Top | Sift

Food in Time

(article, Kim Carlson)

In Time magazine this week, John Cloud takes us along on a food fact-finding mission and weighs in on the organic vs. local debate. He comes to the conclusion, after five pages, that local food is a better option than organic.

It's easy to agree with him. Buying locally grown food supports our neighbors, reminds us of "eating with the season," and offers a sense of security; even if the local farmer sprays for pests or fungus, we feel right about being able to know his name and visit his farm.

But then you read something like Tom Philpott's "Victual Reality" column this week, over on Grist, and you are reminded, plain and simple, that organic is a cleaner way to grow:

bq. Worldwide, synthetic fertilizer use increased by a factor of ten between 1950 and 1998.

Which means there are increasingly severe effects in air and water, not to mention soil:

bq. This annual bombardment of fertilizer isn't merely degrading soil. As the soil loses its ability to retain nutrients, ever-heavier applications are needed to feed crops. The part that doesn't make it into plants doesn't disappear without a trace. Some of it is released into the air, and the rest of it dissolves into water. Both of these avenues lead to disaster. 

Disaster that comes in the form of nitrous oxide in the air (a potent contributor to global warming) and algae bloom in the water (the cause of the annual dead zone in the Gulf of Mexico).

There are those who say we couldn't feed the world without industrial agriculture, but there are others, like Brian Halweil, who disagree.

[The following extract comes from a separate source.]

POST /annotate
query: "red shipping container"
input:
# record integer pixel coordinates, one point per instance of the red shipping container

Halweil, in his recent book Eat Here, cites evidence that says small farms that grow many different crops actually produce more food per acre than their massive counterparts:

bq. Perhaps most surprising to people who have only casually followed the debate about small-farm values versus factory-farm “efficiency” is the fact that a large body of evidence shows that small farms are actually more productive than large ones, producing as much as 1,000 percent more output per unit of area.

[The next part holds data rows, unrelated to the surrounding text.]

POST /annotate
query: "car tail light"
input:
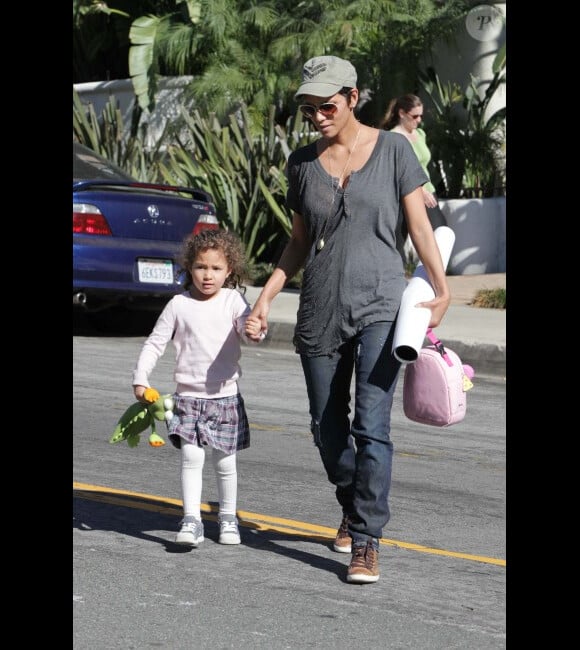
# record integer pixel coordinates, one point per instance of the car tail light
(88, 220)
(206, 222)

Halweil goes on to explain why this is so:

bq. How does this jibe with the often-mentioned productivity advantages of large-scale mechanized operations? The answer is simply that those big-farm advantages are always calculated on the basis of how much of one crop the land will yield per acre. The greater productivity of a smaller, more complex farm, however, is calculated on the basis of how much food overall is produced per acre. The smaller farm can grow several crops utilizing different root depths, plant heights, or nutrients on the same piece of land simultaneously. It is this “polyculture” that offers the small farm’s productivity advantage. 

Is local and organic too much to ask for?